I picked up this book that I was going to read while on vacation in a couple of weeks, but I kind of started reading it. Well I didn't start I started and finished it in less than a week. It is one of those books that you can't put down. The book is"I will carry You," written by Angie Smith. It is fabulous and a great read for everyone. Angie found out when she was 18 weeks along that her baby had many health issues that would cause her to die in the womb or shortly after being born. I am sure many of you had followed her story. I had heard about her but I was pregnant and wanted to stay as far away from stories like this. I guess I thought if I got to close it might happen to my baby. How naive we are.
After losing Elias I have found many people linking to her blog so I decided to get caught up and read her story of Audrey Caroline who she decided to carry even with an outcome that was not promising. What a brave and courageous woman.
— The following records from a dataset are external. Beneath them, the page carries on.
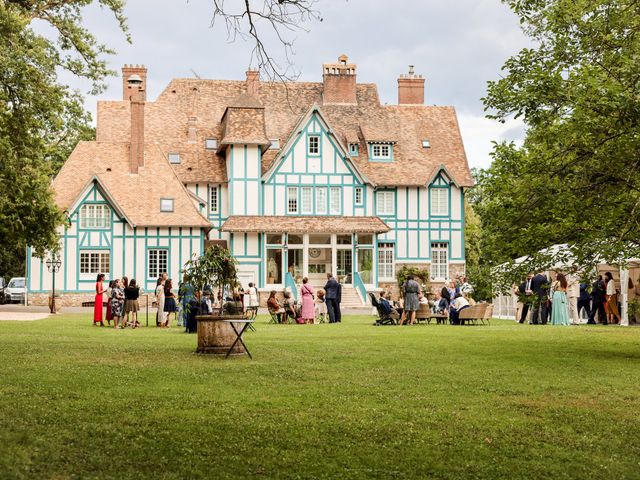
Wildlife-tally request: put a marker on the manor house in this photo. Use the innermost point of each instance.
(296, 179)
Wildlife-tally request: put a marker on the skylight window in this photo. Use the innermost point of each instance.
(166, 204)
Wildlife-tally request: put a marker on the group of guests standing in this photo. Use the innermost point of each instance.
(566, 297)
(313, 305)
(122, 302)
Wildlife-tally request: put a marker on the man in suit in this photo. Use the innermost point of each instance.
(331, 298)
(525, 294)
(338, 312)
(540, 288)
(598, 290)
(584, 301)
(573, 292)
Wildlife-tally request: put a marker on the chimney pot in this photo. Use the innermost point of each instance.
(410, 88)
(253, 82)
(339, 82)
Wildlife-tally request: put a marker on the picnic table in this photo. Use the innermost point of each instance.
(245, 324)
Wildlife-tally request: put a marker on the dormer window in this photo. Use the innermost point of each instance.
(166, 204)
(381, 151)
(313, 145)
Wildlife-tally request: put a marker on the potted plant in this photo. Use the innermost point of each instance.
(214, 269)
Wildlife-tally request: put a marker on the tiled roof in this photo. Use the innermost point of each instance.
(304, 224)
(138, 196)
(284, 104)
(244, 125)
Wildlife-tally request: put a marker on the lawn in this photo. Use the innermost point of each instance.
(325, 401)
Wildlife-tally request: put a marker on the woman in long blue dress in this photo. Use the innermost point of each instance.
(559, 303)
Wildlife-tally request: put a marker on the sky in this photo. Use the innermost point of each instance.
(457, 45)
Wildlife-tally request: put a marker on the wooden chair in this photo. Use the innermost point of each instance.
(424, 313)
(471, 315)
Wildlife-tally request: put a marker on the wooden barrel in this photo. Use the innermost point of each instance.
(215, 336)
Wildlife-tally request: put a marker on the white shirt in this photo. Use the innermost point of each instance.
(460, 302)
(611, 287)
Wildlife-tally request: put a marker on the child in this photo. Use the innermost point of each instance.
(320, 306)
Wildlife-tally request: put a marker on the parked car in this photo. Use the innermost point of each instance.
(16, 290)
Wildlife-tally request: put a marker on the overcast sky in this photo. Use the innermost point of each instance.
(457, 45)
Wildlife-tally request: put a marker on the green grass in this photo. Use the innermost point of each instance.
(325, 401)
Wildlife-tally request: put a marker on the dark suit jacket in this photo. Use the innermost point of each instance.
(598, 291)
(331, 289)
(540, 286)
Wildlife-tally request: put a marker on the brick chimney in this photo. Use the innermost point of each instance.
(134, 90)
(253, 82)
(339, 82)
(410, 88)
(139, 88)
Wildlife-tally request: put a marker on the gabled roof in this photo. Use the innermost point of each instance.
(135, 196)
(284, 104)
(297, 131)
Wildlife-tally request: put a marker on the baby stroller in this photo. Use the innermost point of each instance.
(383, 317)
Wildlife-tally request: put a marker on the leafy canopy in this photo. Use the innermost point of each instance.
(576, 178)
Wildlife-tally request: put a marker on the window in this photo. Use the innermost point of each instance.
(95, 216)
(94, 262)
(292, 200)
(166, 204)
(313, 145)
(385, 260)
(385, 203)
(439, 201)
(307, 200)
(334, 200)
(158, 262)
(439, 260)
(321, 200)
(213, 199)
(380, 151)
(358, 199)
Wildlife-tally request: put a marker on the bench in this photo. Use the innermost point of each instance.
(424, 313)
(477, 313)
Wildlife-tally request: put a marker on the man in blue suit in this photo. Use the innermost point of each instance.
(332, 289)
(540, 288)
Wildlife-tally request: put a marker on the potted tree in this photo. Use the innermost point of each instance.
(215, 269)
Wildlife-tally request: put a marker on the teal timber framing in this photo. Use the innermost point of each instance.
(296, 168)
(128, 250)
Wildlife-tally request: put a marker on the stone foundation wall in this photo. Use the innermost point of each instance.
(76, 299)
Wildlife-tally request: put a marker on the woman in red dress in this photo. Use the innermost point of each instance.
(97, 308)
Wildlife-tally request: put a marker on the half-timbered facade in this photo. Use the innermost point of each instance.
(297, 179)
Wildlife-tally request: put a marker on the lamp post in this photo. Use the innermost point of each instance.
(53, 265)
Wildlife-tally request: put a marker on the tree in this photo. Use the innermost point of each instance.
(576, 178)
(280, 17)
(41, 120)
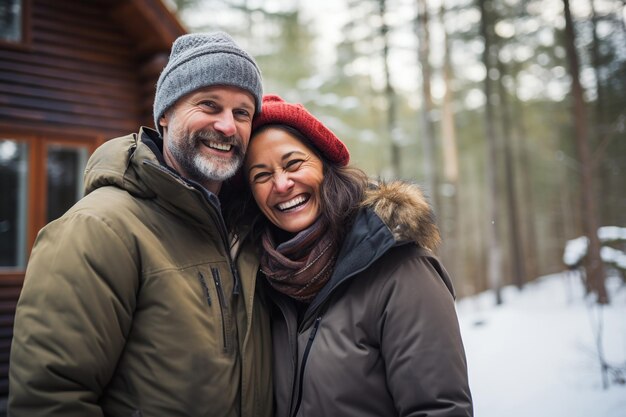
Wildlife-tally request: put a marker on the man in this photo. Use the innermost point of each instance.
(132, 303)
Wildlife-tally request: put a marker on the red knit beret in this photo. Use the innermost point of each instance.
(277, 111)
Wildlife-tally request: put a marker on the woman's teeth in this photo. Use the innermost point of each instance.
(291, 203)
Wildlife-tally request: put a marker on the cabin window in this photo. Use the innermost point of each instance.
(65, 166)
(40, 179)
(12, 20)
(13, 204)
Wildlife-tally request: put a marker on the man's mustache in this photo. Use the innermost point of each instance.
(213, 136)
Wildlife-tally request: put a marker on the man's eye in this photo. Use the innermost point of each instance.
(293, 164)
(261, 177)
(210, 104)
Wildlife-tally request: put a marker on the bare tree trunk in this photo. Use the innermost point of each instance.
(519, 270)
(428, 137)
(594, 265)
(494, 269)
(450, 212)
(390, 95)
(530, 247)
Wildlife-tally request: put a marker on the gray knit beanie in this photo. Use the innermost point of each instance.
(200, 60)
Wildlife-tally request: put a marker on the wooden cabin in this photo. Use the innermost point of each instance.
(72, 75)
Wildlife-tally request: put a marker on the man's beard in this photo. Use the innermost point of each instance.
(200, 167)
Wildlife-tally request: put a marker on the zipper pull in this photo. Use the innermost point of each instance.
(237, 282)
(315, 326)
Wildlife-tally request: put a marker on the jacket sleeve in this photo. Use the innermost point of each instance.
(72, 318)
(421, 341)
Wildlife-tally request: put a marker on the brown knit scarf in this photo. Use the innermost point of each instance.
(302, 265)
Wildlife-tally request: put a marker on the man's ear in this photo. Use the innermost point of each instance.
(163, 120)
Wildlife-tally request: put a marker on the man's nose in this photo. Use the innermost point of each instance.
(225, 124)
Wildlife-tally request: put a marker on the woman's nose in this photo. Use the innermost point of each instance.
(282, 182)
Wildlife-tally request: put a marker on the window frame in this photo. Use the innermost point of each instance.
(26, 35)
(36, 216)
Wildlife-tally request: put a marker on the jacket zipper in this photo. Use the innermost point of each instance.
(220, 222)
(305, 357)
(223, 309)
(205, 288)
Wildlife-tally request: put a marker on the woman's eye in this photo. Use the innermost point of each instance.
(294, 164)
(261, 177)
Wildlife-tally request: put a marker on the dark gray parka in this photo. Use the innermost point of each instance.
(382, 337)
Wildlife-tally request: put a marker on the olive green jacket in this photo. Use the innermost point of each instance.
(133, 306)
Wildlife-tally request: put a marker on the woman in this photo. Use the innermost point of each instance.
(363, 317)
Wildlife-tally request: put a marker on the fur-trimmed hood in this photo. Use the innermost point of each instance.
(403, 207)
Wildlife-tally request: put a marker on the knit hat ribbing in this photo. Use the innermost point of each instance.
(200, 60)
(278, 111)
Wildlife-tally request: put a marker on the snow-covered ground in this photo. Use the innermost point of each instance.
(535, 355)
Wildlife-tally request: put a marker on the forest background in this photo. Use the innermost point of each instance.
(510, 113)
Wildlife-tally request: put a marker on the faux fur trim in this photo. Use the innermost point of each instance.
(404, 209)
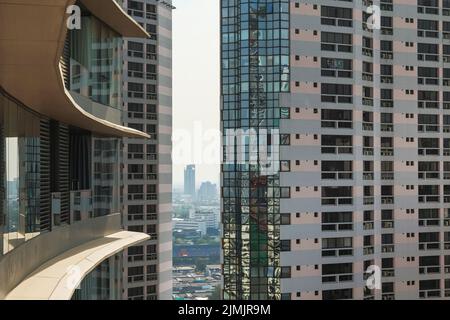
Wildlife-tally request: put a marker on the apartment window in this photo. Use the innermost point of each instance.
(333, 67)
(338, 294)
(332, 41)
(285, 245)
(337, 93)
(336, 16)
(337, 221)
(427, 28)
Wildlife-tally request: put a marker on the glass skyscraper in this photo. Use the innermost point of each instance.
(350, 100)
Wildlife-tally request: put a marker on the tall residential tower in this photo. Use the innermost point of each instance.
(61, 230)
(356, 117)
(148, 164)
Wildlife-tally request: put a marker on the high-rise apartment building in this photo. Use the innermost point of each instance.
(358, 118)
(61, 231)
(189, 180)
(148, 178)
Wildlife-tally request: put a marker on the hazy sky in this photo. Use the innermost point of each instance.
(196, 77)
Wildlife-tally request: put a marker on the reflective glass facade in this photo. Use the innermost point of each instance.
(20, 173)
(102, 283)
(255, 72)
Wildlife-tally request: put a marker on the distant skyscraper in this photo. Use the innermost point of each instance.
(363, 149)
(207, 191)
(189, 180)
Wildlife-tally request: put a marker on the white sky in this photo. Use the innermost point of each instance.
(196, 77)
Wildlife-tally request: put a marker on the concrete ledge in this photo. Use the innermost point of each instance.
(54, 280)
(31, 255)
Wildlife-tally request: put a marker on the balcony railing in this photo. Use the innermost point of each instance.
(429, 246)
(337, 201)
(337, 175)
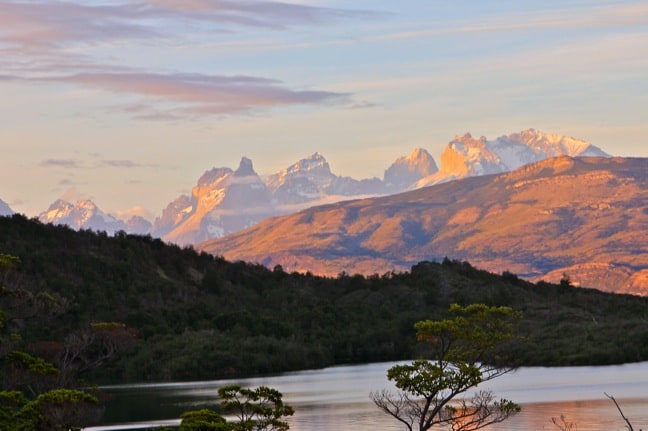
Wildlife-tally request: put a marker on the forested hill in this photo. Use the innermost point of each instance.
(199, 316)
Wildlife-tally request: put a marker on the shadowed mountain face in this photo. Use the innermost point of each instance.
(586, 217)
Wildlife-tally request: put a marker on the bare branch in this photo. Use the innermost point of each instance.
(628, 424)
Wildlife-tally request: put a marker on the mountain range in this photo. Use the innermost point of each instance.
(225, 201)
(583, 217)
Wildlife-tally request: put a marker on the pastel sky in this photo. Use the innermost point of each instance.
(129, 102)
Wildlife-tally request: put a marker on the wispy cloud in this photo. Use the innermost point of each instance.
(568, 18)
(122, 164)
(61, 163)
(38, 41)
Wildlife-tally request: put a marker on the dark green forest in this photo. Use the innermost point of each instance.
(188, 315)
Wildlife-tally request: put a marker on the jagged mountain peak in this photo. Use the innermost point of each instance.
(553, 145)
(5, 210)
(467, 156)
(408, 169)
(84, 214)
(213, 175)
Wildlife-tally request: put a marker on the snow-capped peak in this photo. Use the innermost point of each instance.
(5, 210)
(408, 169)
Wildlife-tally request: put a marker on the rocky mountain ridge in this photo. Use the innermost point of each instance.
(224, 201)
(5, 210)
(586, 217)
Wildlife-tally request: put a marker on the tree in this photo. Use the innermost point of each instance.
(60, 410)
(260, 409)
(466, 351)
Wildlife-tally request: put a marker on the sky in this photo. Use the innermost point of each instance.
(127, 103)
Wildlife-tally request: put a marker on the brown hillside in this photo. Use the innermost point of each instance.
(587, 217)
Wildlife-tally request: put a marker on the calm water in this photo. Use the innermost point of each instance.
(337, 398)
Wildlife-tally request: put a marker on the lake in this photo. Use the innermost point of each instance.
(337, 398)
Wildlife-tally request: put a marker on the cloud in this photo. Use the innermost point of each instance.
(38, 24)
(187, 95)
(39, 42)
(567, 18)
(121, 164)
(61, 163)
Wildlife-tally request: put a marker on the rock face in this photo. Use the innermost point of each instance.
(4, 209)
(538, 221)
(224, 201)
(466, 156)
(406, 171)
(84, 214)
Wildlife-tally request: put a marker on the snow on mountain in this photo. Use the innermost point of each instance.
(311, 180)
(4, 209)
(82, 215)
(222, 202)
(138, 225)
(405, 171)
(301, 182)
(466, 156)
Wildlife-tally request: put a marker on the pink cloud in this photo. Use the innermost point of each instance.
(36, 37)
(198, 94)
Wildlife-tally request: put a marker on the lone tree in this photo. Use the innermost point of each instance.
(259, 409)
(466, 351)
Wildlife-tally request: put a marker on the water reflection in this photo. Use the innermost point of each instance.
(338, 398)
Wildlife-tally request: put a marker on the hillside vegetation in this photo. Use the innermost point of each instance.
(200, 317)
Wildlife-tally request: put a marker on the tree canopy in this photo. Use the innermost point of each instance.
(465, 351)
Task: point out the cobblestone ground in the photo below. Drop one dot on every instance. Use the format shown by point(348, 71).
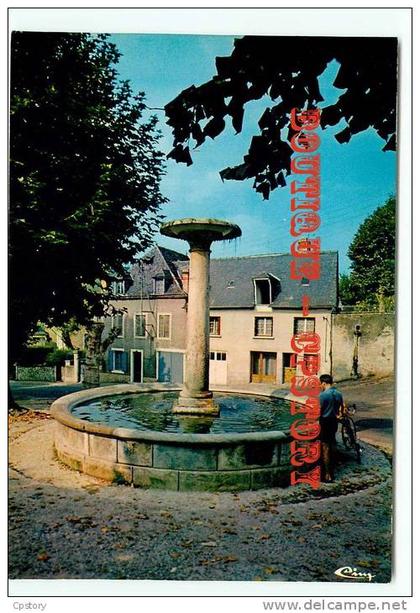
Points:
point(64, 524)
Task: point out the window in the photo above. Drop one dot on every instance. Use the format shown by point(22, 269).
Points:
point(263, 294)
point(140, 320)
point(118, 322)
point(214, 328)
point(164, 325)
point(263, 326)
point(118, 287)
point(117, 360)
point(303, 324)
point(159, 285)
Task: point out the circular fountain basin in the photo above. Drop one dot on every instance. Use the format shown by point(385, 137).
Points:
point(191, 228)
point(148, 446)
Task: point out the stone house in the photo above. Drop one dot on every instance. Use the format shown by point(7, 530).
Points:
point(254, 310)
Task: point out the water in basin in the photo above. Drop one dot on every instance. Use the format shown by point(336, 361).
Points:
point(153, 412)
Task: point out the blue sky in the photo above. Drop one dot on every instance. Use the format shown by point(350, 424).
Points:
point(355, 178)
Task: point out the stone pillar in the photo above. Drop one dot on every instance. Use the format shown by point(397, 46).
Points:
point(195, 396)
point(76, 365)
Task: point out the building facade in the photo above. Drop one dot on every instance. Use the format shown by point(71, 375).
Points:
point(255, 309)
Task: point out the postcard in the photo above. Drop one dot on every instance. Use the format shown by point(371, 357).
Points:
point(206, 241)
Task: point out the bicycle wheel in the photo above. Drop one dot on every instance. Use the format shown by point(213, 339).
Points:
point(349, 437)
point(347, 434)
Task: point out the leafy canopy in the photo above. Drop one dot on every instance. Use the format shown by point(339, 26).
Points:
point(288, 70)
point(84, 178)
point(370, 283)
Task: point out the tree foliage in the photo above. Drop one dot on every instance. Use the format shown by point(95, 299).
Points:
point(84, 178)
point(288, 70)
point(372, 254)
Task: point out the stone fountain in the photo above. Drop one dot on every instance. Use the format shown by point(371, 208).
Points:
point(195, 397)
point(160, 436)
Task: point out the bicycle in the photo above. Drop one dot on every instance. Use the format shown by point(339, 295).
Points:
point(349, 434)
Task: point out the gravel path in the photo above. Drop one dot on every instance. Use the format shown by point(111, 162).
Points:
point(64, 524)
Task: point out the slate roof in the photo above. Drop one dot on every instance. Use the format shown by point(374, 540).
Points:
point(231, 281)
point(161, 262)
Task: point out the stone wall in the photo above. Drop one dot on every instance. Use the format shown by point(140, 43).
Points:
point(36, 373)
point(375, 345)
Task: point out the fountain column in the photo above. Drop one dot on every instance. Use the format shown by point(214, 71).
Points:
point(195, 397)
point(196, 392)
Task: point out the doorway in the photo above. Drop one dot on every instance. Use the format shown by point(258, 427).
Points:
point(136, 370)
point(263, 367)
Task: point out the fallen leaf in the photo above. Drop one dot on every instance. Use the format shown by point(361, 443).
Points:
point(165, 514)
point(43, 556)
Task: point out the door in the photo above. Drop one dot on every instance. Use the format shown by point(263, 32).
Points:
point(170, 367)
point(218, 368)
point(136, 366)
point(263, 367)
point(289, 367)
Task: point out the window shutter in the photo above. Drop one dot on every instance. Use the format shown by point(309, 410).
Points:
point(124, 362)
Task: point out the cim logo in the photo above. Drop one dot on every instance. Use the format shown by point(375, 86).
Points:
point(348, 572)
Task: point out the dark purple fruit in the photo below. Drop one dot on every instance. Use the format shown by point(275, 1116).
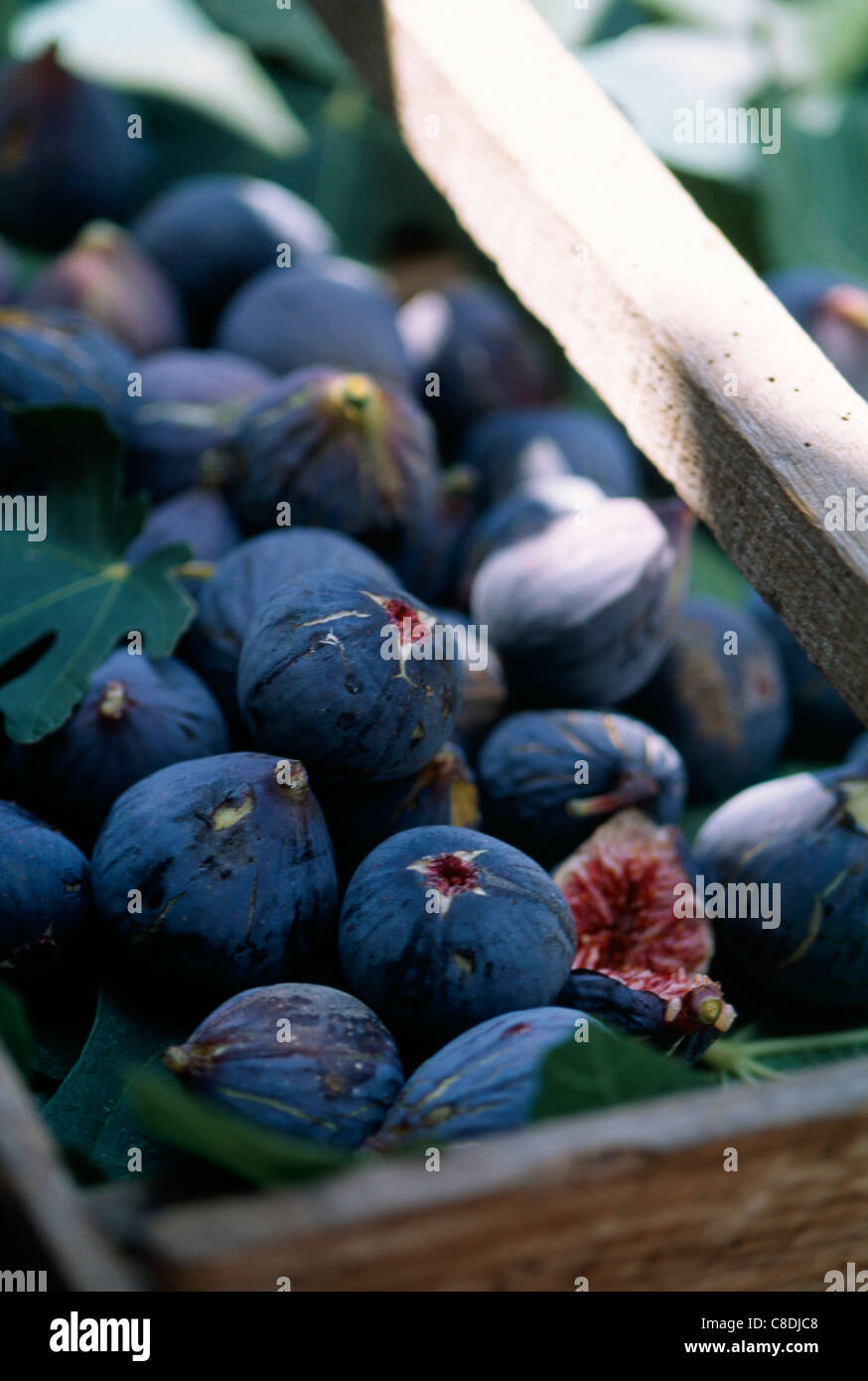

Yesterday I was reading her book and I read something that literally took my breath away. It was a prayer and I would like to share it with you.
This is what she wrote on page 153 of her book the page I will have marked for a long, long time.
Lord Jesus, I am asking for Your presence to fill the room of the person holding this book. I ask that You remind him or her that Your power is made perfect in weakness and that the battle raging against us is no match for You. In Your powerful name, I command Satan to leave this home.Leave this marriage alone. Stop whispering lies about the circumstances of death and the belief that we could have done anything differently. Silence the lies the enemy has thrown to us. You have no right here, Satan, and we rebuke you in the name of the Savior. Jesus, bind his hands so that he will no longer wreak havoc in the lives of these precious parents. We bring them to you and lay them on Your altar, eagerly awaiting the day when You will redeem what we have lost. Amen.
This prayer spoke volume to me. I immediately put my hand over my mouth and sobbed like a baby. This is exactly how I have been feeling. I know in my heart this is an attack from the devil but I don't think I was strong enough to even acknowledge it. He has come into our house many times through these last 7 months and has created lots and lots of havoc in every area. I felt like the blinders were removed yesterday. I will be saying this prayer fervently as to keep the enemy away.